Abstract 126P
Background
Third-generation EGFR-TKI have demonstrated remarkable efficacy as adjuvant therapy in patients with EGFR-mutated NSCLC. Aumolertinib, a novel third-generation EGFR tyrosine kinase inhibitor (TKI), has shown outstanding effectiveness in NSCLC patients with EGFR mutation, including those with brain metastasis. The objective of this study was to assess the long-term efficacy and safety of adjuvant aumolertinib in postoperative patients.
Methods
Patients who underwent radical surgery for EGFR-mutated NSCLC with stage IA2-ⅢA were enrolled from four different medical centers. They received aumolertinib 110 mg once daily for 6 months to 3 years, depending on the pathological stage and individual physical conditions. The disease-free survival (DFS), safety and tolerability were evaluated. Patterns of recurrence and CNS DFS were prespecified exploratory end points.
Results
The retrospective analysis included 290 patients who underwent radical surgery, and were pathologically diagnosed with adenocarcinoma, EGFR mutation-positive, and stage IA2-ⅢA NSCLC. At the data cutoff (December 11, 2023), the median follow-up was 19.2 months. The 3-year DFS rate was 92.4% in the overall population. For stage I (IA and IB) and II-IIIA disease, the 3-year DFS rate was 91.7% (91.7% and 100%) and 91.2%, respectively. CNS recurrence occurred in only one patient in the overall population, and 3-year CNS DFS rate was 99%. The estimated probability of observing CNS recurrence at 36 months was 1% in the overall population and 2.5% in stage IB-IIIA disease, respectively. During aumolertinib treatment, no adverse events of grade≥3 were reported. Among the 290 patients, 104 patients (35.9%) experienced drug-related adverse reactions, with rash (50/290, 17.2%), diarrhea (16/290, 5.5%), abnormal liver function (18/290, 6.2%), and oral ulcer (17/290, 5.8%) being the most common.
Conclusions
These updated data further underscore the pronounced efficacy of aumolertinib in the postoperative adjuvant treatment of NSCLC, accompanied by an excellent safety profile. Long term follow-up for our study is ongoing to explore additional survival outcomes.

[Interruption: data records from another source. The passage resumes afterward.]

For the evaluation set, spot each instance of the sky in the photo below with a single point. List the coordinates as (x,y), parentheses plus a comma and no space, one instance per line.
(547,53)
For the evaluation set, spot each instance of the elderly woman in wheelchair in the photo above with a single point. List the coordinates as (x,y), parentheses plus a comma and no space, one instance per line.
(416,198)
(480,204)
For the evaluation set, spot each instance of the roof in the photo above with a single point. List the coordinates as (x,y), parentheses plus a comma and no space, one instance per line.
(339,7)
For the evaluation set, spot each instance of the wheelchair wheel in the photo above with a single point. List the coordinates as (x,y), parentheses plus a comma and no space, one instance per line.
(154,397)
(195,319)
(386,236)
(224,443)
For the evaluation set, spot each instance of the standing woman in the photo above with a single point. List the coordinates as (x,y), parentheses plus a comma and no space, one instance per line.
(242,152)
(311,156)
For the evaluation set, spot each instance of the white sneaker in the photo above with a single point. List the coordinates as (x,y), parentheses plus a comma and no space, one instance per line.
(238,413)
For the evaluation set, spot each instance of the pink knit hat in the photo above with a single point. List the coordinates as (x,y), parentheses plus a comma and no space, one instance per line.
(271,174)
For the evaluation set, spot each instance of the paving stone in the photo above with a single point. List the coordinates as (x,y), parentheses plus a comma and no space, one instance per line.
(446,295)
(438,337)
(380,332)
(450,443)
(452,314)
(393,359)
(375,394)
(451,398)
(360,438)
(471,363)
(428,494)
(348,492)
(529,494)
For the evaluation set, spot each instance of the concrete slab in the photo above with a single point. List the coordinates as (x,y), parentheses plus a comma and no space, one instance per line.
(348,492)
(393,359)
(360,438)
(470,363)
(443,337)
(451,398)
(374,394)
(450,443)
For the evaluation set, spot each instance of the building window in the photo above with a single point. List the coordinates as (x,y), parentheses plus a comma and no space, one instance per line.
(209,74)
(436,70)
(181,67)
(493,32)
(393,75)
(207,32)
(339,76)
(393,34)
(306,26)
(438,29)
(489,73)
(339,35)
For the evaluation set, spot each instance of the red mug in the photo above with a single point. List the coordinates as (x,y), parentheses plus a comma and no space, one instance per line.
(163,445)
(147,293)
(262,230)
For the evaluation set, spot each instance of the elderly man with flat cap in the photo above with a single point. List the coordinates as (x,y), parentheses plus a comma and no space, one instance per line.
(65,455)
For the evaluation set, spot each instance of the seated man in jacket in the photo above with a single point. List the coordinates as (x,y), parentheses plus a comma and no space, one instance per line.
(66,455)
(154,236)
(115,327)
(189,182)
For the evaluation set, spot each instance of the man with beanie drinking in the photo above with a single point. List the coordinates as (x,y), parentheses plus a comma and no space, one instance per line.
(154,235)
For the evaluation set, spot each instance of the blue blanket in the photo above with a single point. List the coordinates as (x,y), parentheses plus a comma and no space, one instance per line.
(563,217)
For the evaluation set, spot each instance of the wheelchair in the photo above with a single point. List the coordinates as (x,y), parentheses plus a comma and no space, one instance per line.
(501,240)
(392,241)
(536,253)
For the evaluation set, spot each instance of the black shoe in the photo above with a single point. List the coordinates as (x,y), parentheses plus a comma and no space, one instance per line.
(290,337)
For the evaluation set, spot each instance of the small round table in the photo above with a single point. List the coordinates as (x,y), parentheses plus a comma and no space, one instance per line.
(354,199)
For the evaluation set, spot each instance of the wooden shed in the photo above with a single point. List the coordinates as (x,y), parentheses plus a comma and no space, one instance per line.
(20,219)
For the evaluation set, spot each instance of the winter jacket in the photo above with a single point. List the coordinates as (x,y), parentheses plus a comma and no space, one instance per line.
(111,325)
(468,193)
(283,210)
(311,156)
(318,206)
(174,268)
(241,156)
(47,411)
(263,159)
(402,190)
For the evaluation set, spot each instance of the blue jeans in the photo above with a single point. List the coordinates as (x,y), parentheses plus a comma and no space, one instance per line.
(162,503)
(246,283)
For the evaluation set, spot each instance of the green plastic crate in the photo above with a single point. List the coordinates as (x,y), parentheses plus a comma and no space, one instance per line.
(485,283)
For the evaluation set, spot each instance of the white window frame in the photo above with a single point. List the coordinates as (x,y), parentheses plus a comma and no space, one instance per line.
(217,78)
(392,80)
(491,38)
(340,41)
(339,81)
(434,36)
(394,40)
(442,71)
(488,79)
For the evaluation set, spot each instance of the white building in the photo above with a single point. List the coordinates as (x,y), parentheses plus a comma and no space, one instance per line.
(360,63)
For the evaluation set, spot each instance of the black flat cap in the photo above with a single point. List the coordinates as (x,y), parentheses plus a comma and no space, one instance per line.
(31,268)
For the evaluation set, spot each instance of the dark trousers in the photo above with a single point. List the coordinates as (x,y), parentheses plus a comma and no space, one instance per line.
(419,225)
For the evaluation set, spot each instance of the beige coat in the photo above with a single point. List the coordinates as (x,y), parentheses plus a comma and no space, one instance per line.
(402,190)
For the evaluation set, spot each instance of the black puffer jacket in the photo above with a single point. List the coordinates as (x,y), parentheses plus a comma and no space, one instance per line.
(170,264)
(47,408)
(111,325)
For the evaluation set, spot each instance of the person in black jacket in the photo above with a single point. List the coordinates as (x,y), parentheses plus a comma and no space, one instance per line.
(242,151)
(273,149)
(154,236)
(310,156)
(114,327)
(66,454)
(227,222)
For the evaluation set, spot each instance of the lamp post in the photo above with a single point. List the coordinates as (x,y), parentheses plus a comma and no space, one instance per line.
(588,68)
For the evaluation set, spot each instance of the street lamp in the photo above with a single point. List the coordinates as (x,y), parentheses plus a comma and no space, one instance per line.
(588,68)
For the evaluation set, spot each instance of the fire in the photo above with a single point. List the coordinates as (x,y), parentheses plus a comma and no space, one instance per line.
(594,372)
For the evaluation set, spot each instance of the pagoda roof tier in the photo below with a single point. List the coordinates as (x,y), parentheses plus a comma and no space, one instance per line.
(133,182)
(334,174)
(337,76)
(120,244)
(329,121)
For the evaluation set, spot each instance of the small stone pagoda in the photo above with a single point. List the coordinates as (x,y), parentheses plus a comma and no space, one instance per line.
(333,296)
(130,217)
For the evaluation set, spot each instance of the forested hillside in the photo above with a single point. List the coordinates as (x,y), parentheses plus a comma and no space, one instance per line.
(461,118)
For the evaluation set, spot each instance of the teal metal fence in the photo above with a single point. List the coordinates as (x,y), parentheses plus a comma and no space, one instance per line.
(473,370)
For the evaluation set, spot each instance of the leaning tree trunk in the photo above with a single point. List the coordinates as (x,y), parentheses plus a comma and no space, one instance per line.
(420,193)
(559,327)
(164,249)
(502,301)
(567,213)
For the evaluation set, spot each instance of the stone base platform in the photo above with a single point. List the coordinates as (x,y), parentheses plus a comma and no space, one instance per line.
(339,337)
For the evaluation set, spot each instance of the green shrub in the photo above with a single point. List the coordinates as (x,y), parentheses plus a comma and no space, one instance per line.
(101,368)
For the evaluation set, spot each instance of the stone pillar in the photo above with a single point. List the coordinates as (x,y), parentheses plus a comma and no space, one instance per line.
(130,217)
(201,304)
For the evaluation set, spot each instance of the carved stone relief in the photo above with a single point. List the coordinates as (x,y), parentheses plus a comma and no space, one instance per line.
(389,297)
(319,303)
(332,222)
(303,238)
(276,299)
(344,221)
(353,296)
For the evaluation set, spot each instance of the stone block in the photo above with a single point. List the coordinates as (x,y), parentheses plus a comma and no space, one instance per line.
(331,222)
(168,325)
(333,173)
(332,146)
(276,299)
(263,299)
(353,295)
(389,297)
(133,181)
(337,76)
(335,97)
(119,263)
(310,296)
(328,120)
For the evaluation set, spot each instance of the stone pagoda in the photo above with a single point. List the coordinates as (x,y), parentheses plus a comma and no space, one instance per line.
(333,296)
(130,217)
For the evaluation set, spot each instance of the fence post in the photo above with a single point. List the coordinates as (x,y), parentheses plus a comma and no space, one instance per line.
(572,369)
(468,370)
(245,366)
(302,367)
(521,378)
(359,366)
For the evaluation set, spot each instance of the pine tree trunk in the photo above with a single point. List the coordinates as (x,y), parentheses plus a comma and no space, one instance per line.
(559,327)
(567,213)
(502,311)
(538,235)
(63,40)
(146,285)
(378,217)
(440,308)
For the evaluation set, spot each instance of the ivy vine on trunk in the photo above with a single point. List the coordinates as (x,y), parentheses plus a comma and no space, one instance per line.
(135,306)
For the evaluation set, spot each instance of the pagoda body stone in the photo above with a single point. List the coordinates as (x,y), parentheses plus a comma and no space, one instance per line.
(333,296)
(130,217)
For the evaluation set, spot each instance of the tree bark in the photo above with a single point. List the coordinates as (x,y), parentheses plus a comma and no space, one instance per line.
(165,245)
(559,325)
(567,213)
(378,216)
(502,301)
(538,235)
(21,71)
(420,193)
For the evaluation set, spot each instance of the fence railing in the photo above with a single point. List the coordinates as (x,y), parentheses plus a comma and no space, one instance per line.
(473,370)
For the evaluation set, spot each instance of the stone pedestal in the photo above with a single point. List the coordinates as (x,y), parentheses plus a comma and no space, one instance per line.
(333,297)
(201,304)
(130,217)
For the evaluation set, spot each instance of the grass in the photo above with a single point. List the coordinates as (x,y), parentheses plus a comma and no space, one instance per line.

Legal entity responsible for the study
The authors.
Funding
Funded by NINGBO Medical & Health Leading Academic Discipline Project, Project Number:2022-F02. Ningbo Clinical Research Center for thoracic & breast neoplasms (2021L002). The major science and technology innovation in 2025 projects of Ningbo, China (2019B10039).
Disclosure
All authors have declared no conflicts of interest.